What would you have done if the patient had said, “You’re right, doc. What should I do to lose weight and shape up?” Do you have any training or experience in dietary, nutrition or exercise counseling? Do you know what the literature has to say about the efficacy of different kinds of interventions in the treatment of obesity? I doubt it. You’d probably say, “Go talk to your family doctor.” Besides, as an ophthalmologist, you get paid six times as much just for flushing out a plugged lacrimal duct as I would for an hour-long evaluation and management visit, including intense counseling on obesity management as well as other health matters, so it’s not really worth your time.

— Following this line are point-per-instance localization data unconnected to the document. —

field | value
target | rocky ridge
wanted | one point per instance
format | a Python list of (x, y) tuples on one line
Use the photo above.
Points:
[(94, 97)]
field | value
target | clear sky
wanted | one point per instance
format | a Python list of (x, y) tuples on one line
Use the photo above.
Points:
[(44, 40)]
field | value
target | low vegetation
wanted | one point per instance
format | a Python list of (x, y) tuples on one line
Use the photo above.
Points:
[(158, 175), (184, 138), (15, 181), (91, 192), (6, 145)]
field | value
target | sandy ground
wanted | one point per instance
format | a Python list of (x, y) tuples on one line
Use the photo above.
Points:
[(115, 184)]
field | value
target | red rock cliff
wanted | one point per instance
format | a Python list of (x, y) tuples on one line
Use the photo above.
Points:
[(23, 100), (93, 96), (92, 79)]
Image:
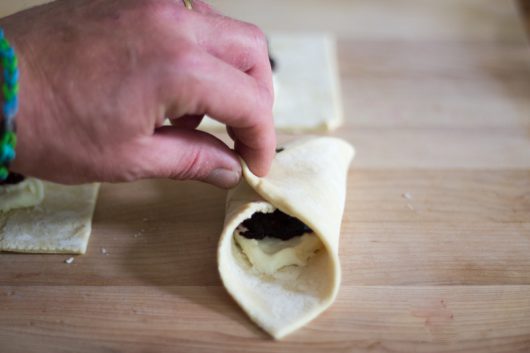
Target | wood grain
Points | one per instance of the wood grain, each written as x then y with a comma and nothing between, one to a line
436,231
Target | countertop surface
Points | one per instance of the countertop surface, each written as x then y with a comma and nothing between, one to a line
435,244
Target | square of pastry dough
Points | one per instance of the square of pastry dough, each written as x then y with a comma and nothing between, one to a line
62,223
306,83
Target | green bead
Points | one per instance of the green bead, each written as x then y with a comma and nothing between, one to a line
4,44
10,63
4,173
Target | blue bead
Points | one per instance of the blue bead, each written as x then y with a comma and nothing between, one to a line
7,154
10,53
11,78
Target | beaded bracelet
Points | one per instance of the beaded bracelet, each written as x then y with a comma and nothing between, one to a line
10,89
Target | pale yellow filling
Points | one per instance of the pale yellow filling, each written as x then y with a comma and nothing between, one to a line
28,193
269,255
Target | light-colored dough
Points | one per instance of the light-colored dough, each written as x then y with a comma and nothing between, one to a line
306,84
27,193
307,181
269,255
60,224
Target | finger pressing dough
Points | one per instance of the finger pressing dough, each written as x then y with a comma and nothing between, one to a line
61,223
284,286
306,84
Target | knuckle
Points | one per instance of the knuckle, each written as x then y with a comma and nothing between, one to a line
258,37
158,9
190,166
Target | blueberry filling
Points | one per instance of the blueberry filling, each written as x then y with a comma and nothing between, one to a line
275,225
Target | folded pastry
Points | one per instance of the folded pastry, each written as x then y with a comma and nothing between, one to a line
42,217
278,252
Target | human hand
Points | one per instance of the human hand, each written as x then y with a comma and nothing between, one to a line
98,79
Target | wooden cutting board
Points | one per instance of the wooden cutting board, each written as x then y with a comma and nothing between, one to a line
436,236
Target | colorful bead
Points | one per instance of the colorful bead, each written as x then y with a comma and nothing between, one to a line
10,90
4,173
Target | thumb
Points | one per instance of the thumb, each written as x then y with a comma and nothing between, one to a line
185,154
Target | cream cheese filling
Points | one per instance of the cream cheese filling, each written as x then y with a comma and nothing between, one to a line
27,193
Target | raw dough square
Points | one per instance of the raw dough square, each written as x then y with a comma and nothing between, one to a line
62,223
306,83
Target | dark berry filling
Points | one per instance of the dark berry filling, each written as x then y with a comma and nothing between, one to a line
275,225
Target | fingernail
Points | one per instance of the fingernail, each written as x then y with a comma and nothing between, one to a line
223,178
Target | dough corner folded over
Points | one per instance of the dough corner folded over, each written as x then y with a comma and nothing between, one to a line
308,181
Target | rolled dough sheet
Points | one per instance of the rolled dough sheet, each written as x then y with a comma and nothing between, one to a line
306,84
307,181
62,223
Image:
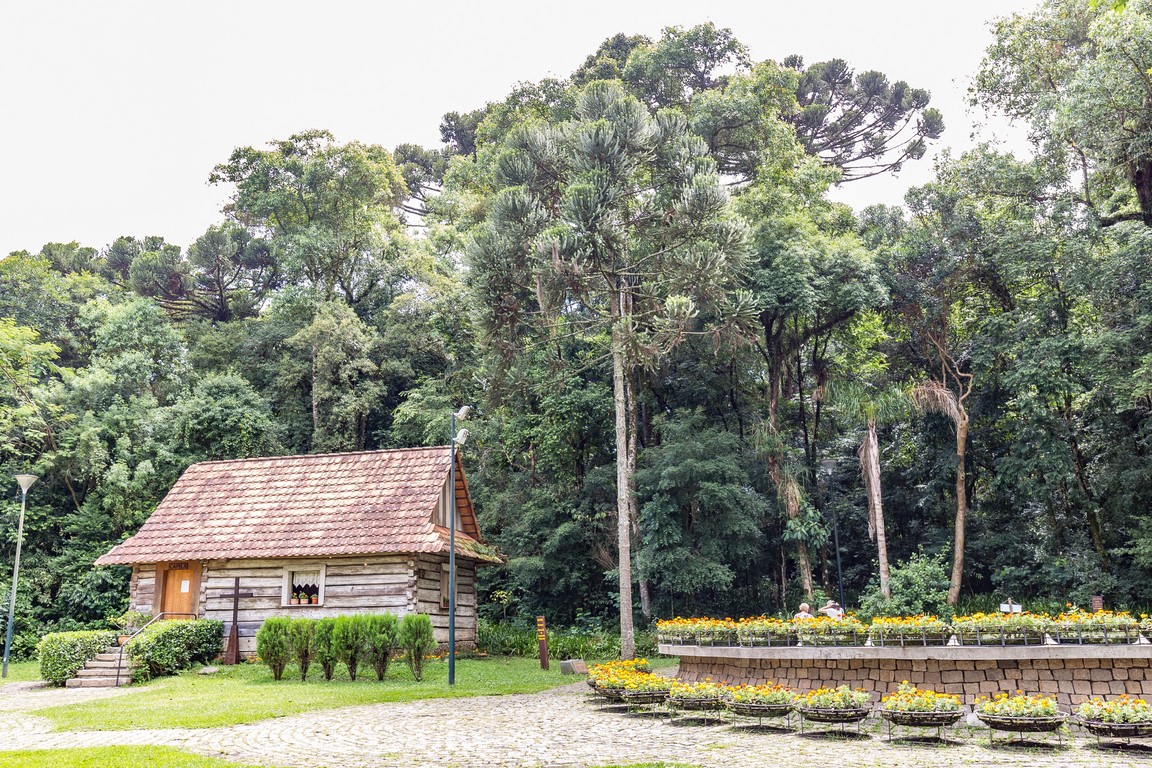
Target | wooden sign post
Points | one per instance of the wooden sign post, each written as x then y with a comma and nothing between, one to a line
232,656
542,635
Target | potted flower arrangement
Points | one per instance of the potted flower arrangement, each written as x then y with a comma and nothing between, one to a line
645,687
1122,717
823,630
908,630
609,679
702,696
768,700
765,631
1001,629
1104,626
841,705
697,631
1020,713
919,708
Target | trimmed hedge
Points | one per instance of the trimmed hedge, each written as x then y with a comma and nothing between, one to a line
166,647
62,654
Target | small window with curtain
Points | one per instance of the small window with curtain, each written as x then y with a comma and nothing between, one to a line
304,586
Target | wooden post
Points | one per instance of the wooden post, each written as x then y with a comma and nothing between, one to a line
542,635
232,655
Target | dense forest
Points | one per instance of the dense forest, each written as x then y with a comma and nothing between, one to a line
692,373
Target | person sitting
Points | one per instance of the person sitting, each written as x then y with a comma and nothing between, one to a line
832,610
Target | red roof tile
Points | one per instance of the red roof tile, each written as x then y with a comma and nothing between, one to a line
361,503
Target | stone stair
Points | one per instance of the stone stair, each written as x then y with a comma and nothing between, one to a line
101,671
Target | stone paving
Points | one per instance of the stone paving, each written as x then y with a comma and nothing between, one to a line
551,729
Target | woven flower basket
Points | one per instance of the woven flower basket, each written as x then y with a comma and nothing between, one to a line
749,709
1023,724
1118,730
922,719
698,705
611,694
833,715
645,697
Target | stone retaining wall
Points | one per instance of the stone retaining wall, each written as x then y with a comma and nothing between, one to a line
1070,679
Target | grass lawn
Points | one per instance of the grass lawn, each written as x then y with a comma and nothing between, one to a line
112,757
247,693
21,671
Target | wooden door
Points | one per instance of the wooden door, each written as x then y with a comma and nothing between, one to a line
180,593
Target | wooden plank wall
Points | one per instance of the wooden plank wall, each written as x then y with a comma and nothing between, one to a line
142,587
429,568
399,584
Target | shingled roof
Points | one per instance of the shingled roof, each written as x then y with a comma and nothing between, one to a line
369,502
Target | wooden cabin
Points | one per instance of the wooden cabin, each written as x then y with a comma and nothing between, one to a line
363,532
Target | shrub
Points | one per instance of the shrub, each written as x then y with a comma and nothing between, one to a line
62,654
324,651
919,585
418,640
348,639
383,636
272,644
302,644
166,647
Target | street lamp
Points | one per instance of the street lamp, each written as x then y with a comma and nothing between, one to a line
457,439
25,483
830,465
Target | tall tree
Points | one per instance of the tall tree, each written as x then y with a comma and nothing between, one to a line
612,223
330,210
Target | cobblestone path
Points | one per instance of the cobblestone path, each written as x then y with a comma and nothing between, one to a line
555,728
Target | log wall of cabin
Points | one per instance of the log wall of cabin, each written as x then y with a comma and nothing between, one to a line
399,584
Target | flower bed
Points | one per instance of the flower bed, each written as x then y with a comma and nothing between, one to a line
909,630
1001,629
1022,713
1121,717
703,696
840,705
1104,626
765,631
768,700
912,706
831,631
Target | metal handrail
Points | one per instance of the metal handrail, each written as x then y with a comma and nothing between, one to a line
120,656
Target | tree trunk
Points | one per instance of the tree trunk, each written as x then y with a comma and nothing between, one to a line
623,483
870,468
957,554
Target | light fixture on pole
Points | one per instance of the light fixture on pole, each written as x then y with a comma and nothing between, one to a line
830,465
457,439
25,483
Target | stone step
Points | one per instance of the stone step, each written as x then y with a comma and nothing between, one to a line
101,671
97,682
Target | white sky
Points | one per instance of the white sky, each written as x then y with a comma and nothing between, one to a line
113,113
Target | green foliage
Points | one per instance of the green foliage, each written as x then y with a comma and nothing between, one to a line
167,647
349,640
62,654
325,648
273,644
383,638
417,640
919,585
302,644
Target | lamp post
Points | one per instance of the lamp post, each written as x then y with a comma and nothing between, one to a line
830,465
457,439
25,483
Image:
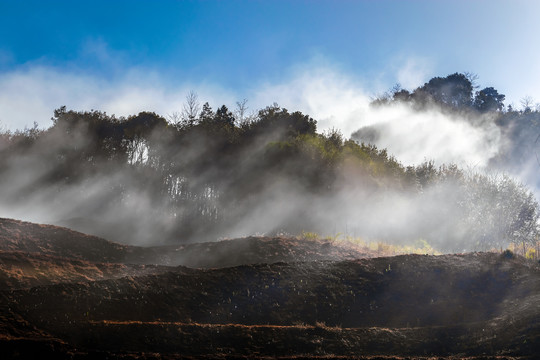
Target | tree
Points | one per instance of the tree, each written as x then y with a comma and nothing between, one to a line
454,90
224,116
191,108
489,99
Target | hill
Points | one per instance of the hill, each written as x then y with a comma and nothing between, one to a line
476,305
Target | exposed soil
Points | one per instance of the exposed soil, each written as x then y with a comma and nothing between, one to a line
319,301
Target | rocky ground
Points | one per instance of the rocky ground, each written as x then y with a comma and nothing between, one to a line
73,296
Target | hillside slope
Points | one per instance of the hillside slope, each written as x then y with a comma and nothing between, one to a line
478,305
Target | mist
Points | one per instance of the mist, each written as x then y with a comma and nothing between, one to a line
429,173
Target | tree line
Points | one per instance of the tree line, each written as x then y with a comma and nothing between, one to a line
190,177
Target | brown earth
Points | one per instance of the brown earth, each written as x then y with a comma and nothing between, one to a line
478,305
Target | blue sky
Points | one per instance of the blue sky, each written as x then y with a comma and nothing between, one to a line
321,57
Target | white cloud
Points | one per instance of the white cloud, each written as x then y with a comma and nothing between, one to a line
328,95
414,72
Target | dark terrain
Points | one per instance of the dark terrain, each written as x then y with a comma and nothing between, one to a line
73,296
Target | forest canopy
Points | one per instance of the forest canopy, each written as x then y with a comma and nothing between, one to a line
203,174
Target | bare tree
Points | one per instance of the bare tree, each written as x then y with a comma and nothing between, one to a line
191,108
473,78
526,103
241,110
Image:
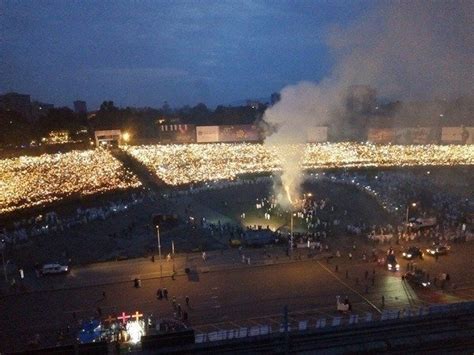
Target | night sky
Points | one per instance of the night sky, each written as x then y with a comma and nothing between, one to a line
141,53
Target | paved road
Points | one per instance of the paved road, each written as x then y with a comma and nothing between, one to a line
229,295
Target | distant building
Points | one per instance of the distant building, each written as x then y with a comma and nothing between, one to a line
111,137
16,102
361,99
253,104
40,109
274,98
80,106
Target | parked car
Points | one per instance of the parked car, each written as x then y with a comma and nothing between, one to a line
54,268
392,264
413,253
438,250
416,279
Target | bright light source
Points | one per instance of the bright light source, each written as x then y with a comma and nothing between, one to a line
135,330
126,136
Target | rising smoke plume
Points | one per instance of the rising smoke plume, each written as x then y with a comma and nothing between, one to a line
404,49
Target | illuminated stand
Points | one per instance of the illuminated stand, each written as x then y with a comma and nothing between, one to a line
124,329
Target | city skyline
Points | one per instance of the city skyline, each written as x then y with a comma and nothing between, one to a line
142,54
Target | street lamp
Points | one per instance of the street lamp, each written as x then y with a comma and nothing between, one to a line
159,247
408,210
291,231
2,246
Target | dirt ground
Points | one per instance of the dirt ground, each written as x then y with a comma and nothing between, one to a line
131,234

Do you advise the mother of the baby sleeping in the stroller with a juice bottle in his mouth about the dangers of dental caries? How about warning the teen with the IPod volume turned up to a million about the dangers of hearing loss? Does setting foot in your emergency room turn these patients into a captive audience for all your generic health advice, no matter how badly statistics appear to show that the American public needs it?

Once you choose the identity of specialist, your right to intervene in a patient’s health matters unrelated to that for which he sought you out is forfeit. Your “MD” now gives you no more right to advise patients about unrelated health hazards than anyone else on the street. Do you feel your standing as a physician would permit you to make a comment to an obese individual you happened to encounter at a bus stop? I would hope not.